The two bills (S 2450, HR 4810) both aim to improve Veteran access to health care and to increase accountability and transparency in the VA. As they are currently written, both bills would allow millions of veterans to access health care outside of the VA, give the VA the authority to lease new facilities, give the VA secretary the authority to fire and demote senior officials within the VA, and restrict the bonuses accessible to VA employees. The main difference between the two bills is that the Senate bill authorizes emergency funding, while the House bill requires that the reforms be funded through the appropriations process. This meeting was the first formal step towards passing a compromise bill.

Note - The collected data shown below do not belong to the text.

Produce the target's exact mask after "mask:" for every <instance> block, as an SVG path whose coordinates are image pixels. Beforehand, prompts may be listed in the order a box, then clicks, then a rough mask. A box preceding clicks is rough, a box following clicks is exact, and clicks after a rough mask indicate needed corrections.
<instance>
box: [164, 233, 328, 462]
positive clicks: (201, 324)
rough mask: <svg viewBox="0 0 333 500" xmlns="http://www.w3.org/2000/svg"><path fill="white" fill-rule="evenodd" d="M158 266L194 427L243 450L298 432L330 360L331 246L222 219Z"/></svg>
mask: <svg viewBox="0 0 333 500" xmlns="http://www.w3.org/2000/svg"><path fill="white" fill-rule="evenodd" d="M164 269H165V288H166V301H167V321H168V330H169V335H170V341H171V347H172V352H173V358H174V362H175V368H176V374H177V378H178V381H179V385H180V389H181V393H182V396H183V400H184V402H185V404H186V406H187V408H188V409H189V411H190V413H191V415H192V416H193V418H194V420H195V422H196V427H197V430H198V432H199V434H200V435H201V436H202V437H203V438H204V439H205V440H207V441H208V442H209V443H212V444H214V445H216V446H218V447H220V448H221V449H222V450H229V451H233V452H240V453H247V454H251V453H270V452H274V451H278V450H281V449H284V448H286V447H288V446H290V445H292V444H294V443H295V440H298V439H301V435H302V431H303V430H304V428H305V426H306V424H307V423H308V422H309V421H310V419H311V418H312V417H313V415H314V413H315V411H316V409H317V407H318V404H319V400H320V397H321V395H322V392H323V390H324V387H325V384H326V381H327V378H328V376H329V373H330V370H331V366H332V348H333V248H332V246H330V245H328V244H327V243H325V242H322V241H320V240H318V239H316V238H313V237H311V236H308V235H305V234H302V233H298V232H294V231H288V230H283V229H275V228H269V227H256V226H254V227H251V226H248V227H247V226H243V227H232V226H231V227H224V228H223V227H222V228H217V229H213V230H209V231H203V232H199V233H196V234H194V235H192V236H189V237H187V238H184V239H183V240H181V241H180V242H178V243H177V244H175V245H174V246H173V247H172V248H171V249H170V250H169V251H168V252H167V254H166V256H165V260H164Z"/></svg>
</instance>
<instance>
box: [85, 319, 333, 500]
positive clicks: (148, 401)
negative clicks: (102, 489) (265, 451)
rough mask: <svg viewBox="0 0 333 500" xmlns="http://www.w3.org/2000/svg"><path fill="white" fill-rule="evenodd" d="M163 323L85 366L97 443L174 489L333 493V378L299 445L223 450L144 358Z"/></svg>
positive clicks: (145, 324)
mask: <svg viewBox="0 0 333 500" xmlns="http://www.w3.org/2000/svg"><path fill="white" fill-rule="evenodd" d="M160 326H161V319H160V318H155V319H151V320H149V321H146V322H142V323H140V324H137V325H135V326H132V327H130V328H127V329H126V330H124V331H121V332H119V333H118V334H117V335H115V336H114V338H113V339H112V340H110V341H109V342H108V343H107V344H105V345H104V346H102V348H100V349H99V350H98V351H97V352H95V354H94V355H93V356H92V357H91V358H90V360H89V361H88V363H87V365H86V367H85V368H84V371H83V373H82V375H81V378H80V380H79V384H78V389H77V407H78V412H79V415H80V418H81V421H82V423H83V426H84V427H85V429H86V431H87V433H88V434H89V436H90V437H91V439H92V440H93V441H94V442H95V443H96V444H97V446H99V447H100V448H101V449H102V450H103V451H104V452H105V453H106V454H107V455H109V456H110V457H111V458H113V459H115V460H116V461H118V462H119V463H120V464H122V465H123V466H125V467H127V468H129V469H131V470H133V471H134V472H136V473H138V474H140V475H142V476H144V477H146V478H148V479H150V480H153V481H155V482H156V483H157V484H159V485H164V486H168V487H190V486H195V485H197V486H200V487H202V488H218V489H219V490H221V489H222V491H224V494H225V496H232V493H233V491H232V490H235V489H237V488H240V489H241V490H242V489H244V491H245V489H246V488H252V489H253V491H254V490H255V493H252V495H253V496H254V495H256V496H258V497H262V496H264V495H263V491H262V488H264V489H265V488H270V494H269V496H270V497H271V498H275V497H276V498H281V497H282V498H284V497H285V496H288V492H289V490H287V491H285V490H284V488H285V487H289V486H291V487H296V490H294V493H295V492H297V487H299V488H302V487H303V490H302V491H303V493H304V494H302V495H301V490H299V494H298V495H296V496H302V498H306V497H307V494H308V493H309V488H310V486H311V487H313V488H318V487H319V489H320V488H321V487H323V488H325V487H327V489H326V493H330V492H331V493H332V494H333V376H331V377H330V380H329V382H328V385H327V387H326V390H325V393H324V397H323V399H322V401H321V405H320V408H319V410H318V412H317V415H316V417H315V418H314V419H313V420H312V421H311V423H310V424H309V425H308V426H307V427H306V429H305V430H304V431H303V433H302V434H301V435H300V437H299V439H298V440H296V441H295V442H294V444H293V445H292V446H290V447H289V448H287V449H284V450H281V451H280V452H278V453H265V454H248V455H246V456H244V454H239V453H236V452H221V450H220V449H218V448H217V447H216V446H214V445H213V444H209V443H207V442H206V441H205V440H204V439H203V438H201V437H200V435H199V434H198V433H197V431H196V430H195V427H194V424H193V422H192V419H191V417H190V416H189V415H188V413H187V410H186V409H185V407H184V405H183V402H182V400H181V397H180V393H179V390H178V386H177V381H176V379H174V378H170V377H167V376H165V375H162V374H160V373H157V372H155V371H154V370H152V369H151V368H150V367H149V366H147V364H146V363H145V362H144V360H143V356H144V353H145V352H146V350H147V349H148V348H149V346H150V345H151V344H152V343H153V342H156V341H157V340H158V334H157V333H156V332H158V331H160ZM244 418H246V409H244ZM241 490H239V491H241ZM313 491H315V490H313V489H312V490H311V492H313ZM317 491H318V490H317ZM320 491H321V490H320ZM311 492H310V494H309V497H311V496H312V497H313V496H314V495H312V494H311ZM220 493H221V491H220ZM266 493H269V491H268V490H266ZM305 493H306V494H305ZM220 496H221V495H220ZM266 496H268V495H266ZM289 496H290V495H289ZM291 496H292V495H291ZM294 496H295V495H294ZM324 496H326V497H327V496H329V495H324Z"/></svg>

Members from both committees expressed that in order to improve the VA, there needs to be accountability and there needs to be additional funding.

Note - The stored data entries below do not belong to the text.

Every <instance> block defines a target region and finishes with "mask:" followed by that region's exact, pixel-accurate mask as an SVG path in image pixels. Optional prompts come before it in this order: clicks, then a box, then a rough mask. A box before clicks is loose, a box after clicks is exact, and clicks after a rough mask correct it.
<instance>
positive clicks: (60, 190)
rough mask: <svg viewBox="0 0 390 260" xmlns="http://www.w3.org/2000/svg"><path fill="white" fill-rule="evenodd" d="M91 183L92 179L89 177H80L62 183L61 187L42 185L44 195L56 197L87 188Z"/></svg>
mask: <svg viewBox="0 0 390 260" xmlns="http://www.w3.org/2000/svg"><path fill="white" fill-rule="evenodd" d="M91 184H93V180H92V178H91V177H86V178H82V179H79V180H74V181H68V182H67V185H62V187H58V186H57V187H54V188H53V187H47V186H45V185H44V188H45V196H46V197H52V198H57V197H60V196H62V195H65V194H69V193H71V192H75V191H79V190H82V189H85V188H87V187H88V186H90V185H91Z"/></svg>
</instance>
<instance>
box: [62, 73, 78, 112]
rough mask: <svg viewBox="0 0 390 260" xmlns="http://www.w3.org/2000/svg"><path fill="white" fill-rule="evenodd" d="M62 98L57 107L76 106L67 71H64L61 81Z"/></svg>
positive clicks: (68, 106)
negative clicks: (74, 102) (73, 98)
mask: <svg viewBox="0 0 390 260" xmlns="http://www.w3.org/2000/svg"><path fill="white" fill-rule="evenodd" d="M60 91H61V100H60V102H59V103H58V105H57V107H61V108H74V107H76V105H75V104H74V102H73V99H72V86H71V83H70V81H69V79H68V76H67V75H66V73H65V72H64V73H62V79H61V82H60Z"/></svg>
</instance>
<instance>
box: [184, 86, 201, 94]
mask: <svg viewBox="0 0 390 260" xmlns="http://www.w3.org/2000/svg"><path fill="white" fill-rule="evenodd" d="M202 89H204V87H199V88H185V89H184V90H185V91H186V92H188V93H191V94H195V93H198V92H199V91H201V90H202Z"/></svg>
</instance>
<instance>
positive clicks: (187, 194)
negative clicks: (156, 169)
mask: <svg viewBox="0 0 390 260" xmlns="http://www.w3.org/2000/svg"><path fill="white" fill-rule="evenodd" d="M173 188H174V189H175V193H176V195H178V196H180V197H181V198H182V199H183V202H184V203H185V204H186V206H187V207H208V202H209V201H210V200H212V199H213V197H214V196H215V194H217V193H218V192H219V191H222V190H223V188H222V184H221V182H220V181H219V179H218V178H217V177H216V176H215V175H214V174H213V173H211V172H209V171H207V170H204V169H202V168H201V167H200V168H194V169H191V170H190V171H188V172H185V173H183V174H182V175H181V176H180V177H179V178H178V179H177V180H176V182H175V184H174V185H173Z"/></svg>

While the care provided by the VA may be good for Veterans when they get access to it, the VA bureaucracy hinders the process. The VA bureaucracy is the second largest in the federal government and according to Rep. Brad Wenstrup (R-OH), the VA lacks efficiency. Accountability is important, because, as Ranking Member Sen. Richard Burr (R-NC) shared, “of $55 billion appropriated to VHA, only 48% goes to direct patient care. 52% goes to administration and other programs.” Rep. Ann Kirkpatrick (D-AZ) pointed to “reports of additional cover ups at the Phoenix VA and reports of retaliation against whistleblowers” and called for comprehensive reform by mandating transparency and holding VA employees accountable.
Senate Veterans’ Affairs Committee Chairman Bernie Sanders (I-VT) expressed that “the VA needs more doctors, more nurses, more mental health providers.” Sen. Jay Rockefeller (D-WV) agreed and lamented that “you can’t get pediatricians, you can’t get clinical psychologists to come and serve their nation the way their veterans did.”

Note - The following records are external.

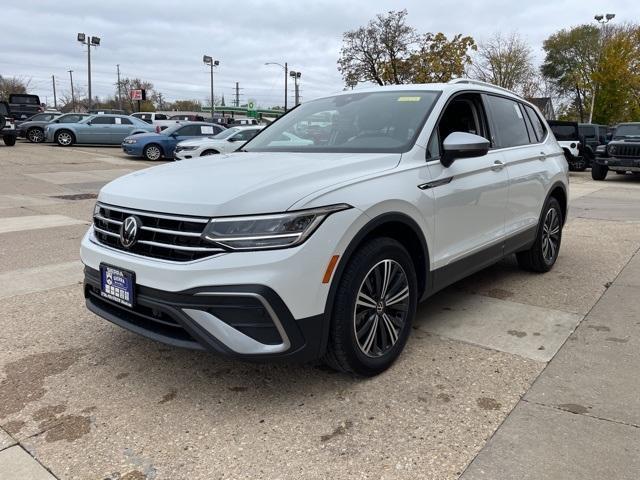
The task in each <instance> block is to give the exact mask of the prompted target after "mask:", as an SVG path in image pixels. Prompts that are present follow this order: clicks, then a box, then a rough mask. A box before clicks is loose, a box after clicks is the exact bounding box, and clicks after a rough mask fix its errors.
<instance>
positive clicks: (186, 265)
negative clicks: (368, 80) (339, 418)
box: [81, 79, 568, 376]
mask: <svg viewBox="0 0 640 480" xmlns="http://www.w3.org/2000/svg"><path fill="white" fill-rule="evenodd" d="M318 118H322V119H323V122H322V123H321V124H319V123H318V122H317V119H318ZM311 127H313V128H311ZM301 132H306V135H307V137H308V138H306V140H307V142H306V143H299V142H297V143H293V144H291V143H289V144H287V143H283V142H281V141H279V139H280V138H282V137H283V135H284V136H288V135H295V136H297V137H298V136H300V135H302V133H301ZM567 188H568V178H567V163H566V161H565V159H564V155H563V151H562V149H561V148H560V147H559V145H558V143H557V142H556V140H555V139H554V137H553V135H550V134H549V128H548V126H547V124H546V123H545V121H544V120H543V119H542V116H541V115H540V113H539V112H538V111H537V110H536V109H535V107H534V106H532V105H531V104H530V103H528V102H526V101H525V100H523V99H522V98H520V97H518V96H516V95H514V94H512V93H510V92H508V91H506V90H502V89H499V88H497V87H493V86H491V85H487V84H482V83H479V82H474V81H470V80H462V79H461V80H455V81H452V82H450V83H448V84H428V85H403V86H389V87H384V88H371V89H365V90H358V91H348V92H344V93H341V94H338V95H335V96H330V97H326V98H320V99H318V100H314V101H310V102H308V103H304V104H302V105H301V106H299V107H297V108H296V109H295V110H292V111H291V112H289V113H287V114H286V115H284V116H283V117H282V118H280V119H279V120H277V121H276V122H274V123H273V124H271V125H270V126H269V127H267V128H265V129H264V130H262V131H261V132H260V133H259V134H258V135H257V136H255V137H254V138H253V139H252V140H250V141H249V142H248V143H247V144H246V145H245V146H244V147H243V148H242V149H241V150H240V151H238V152H235V153H232V154H230V155H227V156H223V157H220V158H219V159H218V160H217V161H216V162H211V161H210V159H207V158H196V159H193V160H190V161H188V162H176V163H171V164H166V165H161V166H157V167H154V168H150V169H147V170H142V171H138V172H135V173H132V174H129V175H126V176H124V177H121V178H119V179H117V180H115V181H113V182H111V183H110V184H108V185H106V186H105V187H104V188H103V189H102V190H101V191H100V195H99V197H98V203H97V204H96V206H95V210H94V224H93V226H92V227H91V228H90V229H89V231H88V232H87V234H86V236H85V237H84V239H83V241H82V247H81V256H82V260H83V262H84V264H85V265H86V269H85V296H86V300H87V306H88V308H89V309H90V310H91V311H93V312H95V313H96V314H98V315H99V316H101V317H103V318H106V319H107V320H110V321H111V322H113V323H115V324H117V325H120V326H121V327H124V328H126V329H129V330H131V331H134V332H136V333H139V334H142V335H145V336H147V337H150V338H153V339H156V340H159V341H162V342H165V343H168V344H172V345H176V346H181V347H188V348H197V349H206V350H211V351H215V352H219V353H221V354H224V355H228V356H233V357H237V358H246V359H251V360H259V359H271V358H276V357H280V358H285V359H291V360H293V359H296V360H310V359H317V358H322V359H324V360H325V361H326V362H327V363H328V364H329V365H331V366H333V367H335V368H337V369H339V370H342V371H347V372H352V373H355V374H357V375H363V376H370V375H375V374H377V373H380V372H381V371H383V370H384V369H386V368H388V367H389V366H390V365H391V364H392V363H393V361H394V360H395V359H396V358H397V357H398V355H399V354H400V352H401V351H402V349H403V347H404V345H405V343H406V341H407V337H408V336H409V333H410V331H411V322H412V320H413V318H414V316H415V312H416V305H417V303H418V302H419V301H421V300H425V299H426V298H428V297H429V296H431V295H433V294H435V293H436V292H438V291H439V290H441V289H442V288H444V287H445V286H447V285H449V284H451V283H453V282H455V281H457V280H459V279H461V278H463V277H465V276H466V275H469V274H470V273H473V272H475V271H477V270H480V269H482V268H484V267H486V266H488V265H491V264H492V263H494V262H496V261H498V260H500V259H501V258H503V257H504V256H506V255H509V254H512V253H516V255H517V259H518V262H519V263H520V265H521V266H522V267H524V268H525V269H527V270H531V271H535V272H546V271H548V270H549V269H551V267H552V266H553V264H554V263H555V261H556V258H557V256H558V250H559V248H560V240H561V235H562V227H563V225H564V221H565V219H566V215H567V198H568V192H567Z"/></svg>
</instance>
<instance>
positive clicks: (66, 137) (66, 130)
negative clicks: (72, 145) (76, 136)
mask: <svg viewBox="0 0 640 480" xmlns="http://www.w3.org/2000/svg"><path fill="white" fill-rule="evenodd" d="M54 140H55V141H56V143H57V144H58V145H60V146H61V147H69V146H71V145H73V142H75V138H74V136H73V133H71V132H70V131H69V130H60V131H59V132H56V135H55V138H54Z"/></svg>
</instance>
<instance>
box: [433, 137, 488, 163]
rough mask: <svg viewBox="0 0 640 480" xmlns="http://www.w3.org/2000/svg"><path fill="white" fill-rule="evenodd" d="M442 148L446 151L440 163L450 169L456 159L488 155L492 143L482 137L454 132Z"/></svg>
mask: <svg viewBox="0 0 640 480" xmlns="http://www.w3.org/2000/svg"><path fill="white" fill-rule="evenodd" d="M442 146H443V149H444V151H443V152H442V154H441V155H440V163H442V165H443V166H444V167H445V168H448V167H450V166H451V164H452V163H453V161H454V160H455V159H456V158H469V157H482V156H483V155H486V154H487V152H488V151H489V147H490V146H491V143H490V142H489V140H487V139H486V138H484V137H481V136H480V135H474V134H473V133H466V132H453V133H450V134H449V135H448V136H447V138H445V139H444V142H443V143H442Z"/></svg>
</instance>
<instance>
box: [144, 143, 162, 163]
mask: <svg viewBox="0 0 640 480" xmlns="http://www.w3.org/2000/svg"><path fill="white" fill-rule="evenodd" d="M142 156H143V157H144V158H145V159H146V160H150V161H152V162H155V161H156V160H160V159H161V158H162V148H160V145H158V144H156V143H150V144H149V145H147V146H146V147H144V150H143V151H142Z"/></svg>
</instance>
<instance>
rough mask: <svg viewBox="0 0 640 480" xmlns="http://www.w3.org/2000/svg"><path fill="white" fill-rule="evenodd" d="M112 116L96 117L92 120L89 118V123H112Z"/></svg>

This is especially true for mental health providers, because, as Rep. Mark Takano (D-CA) noted, “the ratio is 1 psychiatrist to more than 30,000. Furthermore, the VA’s internal audit found that frontline staff members said that the single biggest barrier to care was a lack of provider slots.” The VA needs to figure out how to incentivize providers to work with them in order to provide adequate care for Veterans. Sen. Jon Tester (R-MT) explained that in Montana there is one mental health provider “about 250 miles to the east of Billings, and there’s a lot of veterans in there, and the private sector doesn’t have any providers either.” According to Sen. Tester, there is definitely a need to recruit more providers, because “mental health issues are the number one injury coming out of Iraq and now Afghanistan.” Sen Mark Begich (D-AK) agreed with Sen. Tester, stating that “more than 55% of the post-9/11 veterans have mental health diagnoses, and each year, approximately 6,000 veterans commit suicide. The single greatest workforce need in the VHA is for more psychiatrists, to meet the mental health and substance abuse treatment needs of our veterans.”
Additionally, Chairman Sanders raised the issue that VA providers do not see as many patients as non-VA providers do. As Rep. Phil Roe said, it is important “to find a way to streamline efficiencies, to allow doctors to see more patients” and each doctor in the VA should be seeing at least as many patients as doctors see in the private sector.
House Veterans’ Affairs Committee Chairman Jeff Miller (R-Fla.) has not set a specific deadline for the completion of a compromise bill.